Actis, as mentioned earlier, is using the collective knowledge of some of the pioneers and experience of over 20 years of biotech research. Pioneers like Dr. French Anderson (Father of Gene Therapy), Dr. Alan Venook (considered to be among the top oncologist in the world from UCSF) and other advisors have been instrumental in the selection of compounds with low toxicity levels. But over and above that, a lot of compounds which we are developing have target specificity. Today's screening technology and assays etc. help in better identification of targets and localised therapies.
When is Actis expecting to commercially launch colorectal cancer molecule that has been currently licensed out from Chiron and Sirna? What could be the potential of the drug?
We expect to have a commercial launch of the molecules Aconc001 by end of year 2007 in India and the following year in Europe and then in the US. The colorectal market is expected to be $5bn worldwide, however, Actis is targeting a segment which is a patients population with high levels of Vegfr1 and for this we expect a market of approximately $3 bn worldwide.

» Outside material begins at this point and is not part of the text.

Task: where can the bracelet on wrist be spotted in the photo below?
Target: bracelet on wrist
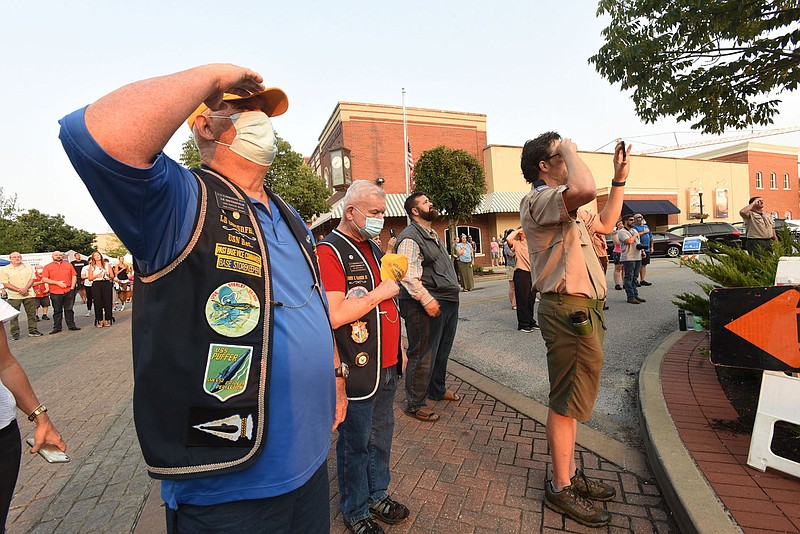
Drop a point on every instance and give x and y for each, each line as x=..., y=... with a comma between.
x=39, y=410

At present, Actis is having tie-ups with Indian firms like Innovasynth for sourcing nucleosides and Shantha Biotechnics for clinical studies. What went behind choosing these firms as partners?
We currently have memorandum of understanding with Innovasynth and Shantha Bio under which we are negotiating our agreements with both companies. We also have other companies that have expressed an interest in tying up with Actis. Negotiations are still underway with both these and other parties. But to answer your question as to how we choose a partner, the main criteria is the interest in the field of oncology and level of expertise in house and outside. Their level of influence (field force for distribution of product) is also important. Hence, there are numerous criteria which go into this selection.
What's your comment on the Indian biotherapeutics market? Does Actis have any plan to enter Indian pharma market on its own in the near future?
I believe the market for Biotherapeutics in India is growing at a very rapid rate with the growth of its middle class, thanks to the IT industry and the liberal policies of the government which has encouraged investment and growth. I feel that the future for biotech in India is very strong and India will turn out to be the next biotech hub.